- Education: SUNY Binghamton Washington University in St. Louis
- Known for: Cell walls Biofilms Antibacterial drug discovery Whole-cell and solid-state NMR spectroscopy
- Awards: PECASE Burroughs Wellcome Fund Career Award at the Scientific Interface NIH Director's New Innovator Award NSF CAREER Award
- Scientific career
- Fields: Physical Chemistry Chemical Biology
- Website: https://www.cegelskilab.com/

= Lynette Cegelski =

American physical chemist and chemical biologist

Lynette Cegelski is an American physical chemist and chemical biologist working to uncover and define the chemistry that underlies outstanding challenges in human health and sustainability. She is the Monroe E. Spaght Professor of Chemistry and, by courtesy, of chemical engineering at Stanford University. She is a Stanford Bio-X and Stanford ChEM-H affiliated faculty member.

== Education ==
Cegelski studied chemistry at SUNY Binghamton in New York and graduated summa cum laude and a member of Phi Beta Kappa in 1998. She then worked in the lab of Jacob Schaefer at Washington University in St. Louis (WUSTL), earning a PhD in Chemistry in 2004. Her post-doctoral work was in the laboratory of Scott Hultgren in Molecular Microbiology and Infectious Diseases at the Washington University School of Medicine.

== Research ==
Research in the Cegelski lab addresses pressing challenges in human health, sustainability, and the environment.
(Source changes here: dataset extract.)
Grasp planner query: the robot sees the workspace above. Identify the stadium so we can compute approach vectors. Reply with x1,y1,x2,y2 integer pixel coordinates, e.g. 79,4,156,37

The group's interdisciplinary work uses chemical tools to uncover how complex biological systems are built and controlled, from understanding bacterial cell walls and biofilms to discovering new molecular structures like phosphoethanolamine (pEtN) cellulose, and translating those insights into therapeutic and sustainable materials solutions.

=== Key Publications ===
Cegelski has authored or co-authored multiple publications that have been cited 100 or more times. As of January 2021, these include:

- "The biology and future prospects of antivirulence therapies," Nature Reviews Microbiology.
- "Morphological plasticity as a bacterial survival strategy," Nature Reviews Microbiology.
- "Small-molecule inhibitors target Escherichia coli amyloid biogenesis and biofilm formation," Nature Chemical Biology.
- "Conformation of microtubule-bound paclitaxel determined by fluorescence spectroscopy and REDOR NMR," Biochemistry.
- "Oritavancin exhibits dual mode of action to inhibit cell-wall biosynthesis in Staphylococcus aureus," Journal of Molecular Biology.
- "Mechanochemical unzipping of insulating polyladderene to semiconducting polyacetylene," Science.
- "Phosphoethanolamine cellulose: a naturally produced chemically modified cellulose," Science.

== Awards ==
Cegelski's work has earned her several awards:

- Presidential Early Career Award for Scientists and Engineers (PECASE)
- Burroughs Wellcome Career Award at the Scientific Interface, for "Mapping the structural and functional landscape of the microbial extracellular matrix."
- 2010 NIH Director's New Innovator Award, for "Structure, Function, and Disruption of Microbial Amyloid Assembly and Biofilm Formation."
- National Science Foundation CAREER Award, for "Form and Function of Bacterial Amyloid Fibers."